Racquet Club are attempting to rejuvenate emo rock. While bands like American Football have floundered trying to relaunch themselves, and Sunny Day Real Estate are all but an echo in the background, it is refreshing to see a new band paving the way for another generation of the genre.
Their 2017 self-titled debut, produced by Alex Newport (Bloc Party, Frank Turner), comprised of songs ranging from the poppy Let Beauty Find You to more traditionally emo Head Full of Bees and succeeded in returning some joy to a genre gone stale.
2017 was a big year for Atlanta's Blis, who signed to Sargent House and released their first LP, 'No One Loves You'.
Blis manage to be uplifting yet harrowing, with the audacious lyrics penned by frontman Aaron Gossett taking on themes from parenthood to the struggles of his religious beliefs.
Their mix of '90s alternative rock sounds with frenetic math rock riffs provide the perfect foundation for Gossett's effeminate vocals.
Self-proclaimed emo sad boys, Mom Jeans are another band that are bringing the glory days of '90s alternative rock back to the fore, accompanied a serious brass section.
Frenetic drumming melds with thumping bass to form a solid foundation for mathy guitar riffs to sail above.
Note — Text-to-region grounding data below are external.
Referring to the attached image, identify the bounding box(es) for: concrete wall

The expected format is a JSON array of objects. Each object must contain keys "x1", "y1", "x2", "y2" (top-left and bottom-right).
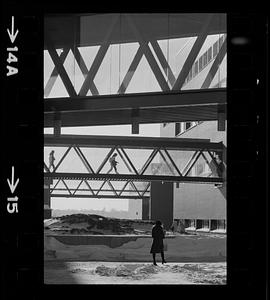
[
  {"x1": 150, "y1": 182, "x2": 173, "y2": 229},
  {"x1": 44, "y1": 234, "x2": 226, "y2": 262},
  {"x1": 128, "y1": 199, "x2": 142, "y2": 219}
]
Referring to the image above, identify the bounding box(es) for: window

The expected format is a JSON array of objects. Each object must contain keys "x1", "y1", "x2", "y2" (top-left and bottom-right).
[
  {"x1": 210, "y1": 220, "x2": 217, "y2": 230},
  {"x1": 196, "y1": 219, "x2": 203, "y2": 229},
  {"x1": 185, "y1": 219, "x2": 195, "y2": 229},
  {"x1": 202, "y1": 220, "x2": 210, "y2": 229},
  {"x1": 185, "y1": 122, "x2": 192, "y2": 130},
  {"x1": 175, "y1": 122, "x2": 181, "y2": 136},
  {"x1": 207, "y1": 47, "x2": 212, "y2": 62},
  {"x1": 192, "y1": 63, "x2": 196, "y2": 77},
  {"x1": 203, "y1": 51, "x2": 207, "y2": 67},
  {"x1": 217, "y1": 219, "x2": 226, "y2": 230},
  {"x1": 175, "y1": 122, "x2": 185, "y2": 135},
  {"x1": 199, "y1": 56, "x2": 203, "y2": 71},
  {"x1": 188, "y1": 69, "x2": 192, "y2": 81},
  {"x1": 194, "y1": 61, "x2": 198, "y2": 75},
  {"x1": 213, "y1": 41, "x2": 218, "y2": 57}
]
It's a combination of sounds that fluctuates wildy, never staying in one place for too long.
With relatable pop punk style lyrics and delivery, serpentine riffs and more than a few surprise instrument additions thrown in, it's hard to not enjoy.
Who brought a violin to a math rock band and made it work? Chancer, apparently. The contrast between fervent drumming, intricate guitar riffs and delicate violin is something that you really have to listen to, to grasp.
Despite only being around since late 2016 and only releasing a smattering of singles, Chancer have earned a name for themselves thanks to their raucous live shows.
Yes, it was only a matter of time before an Irish band performed under the moniker of Chancer, but they've made a good first of it.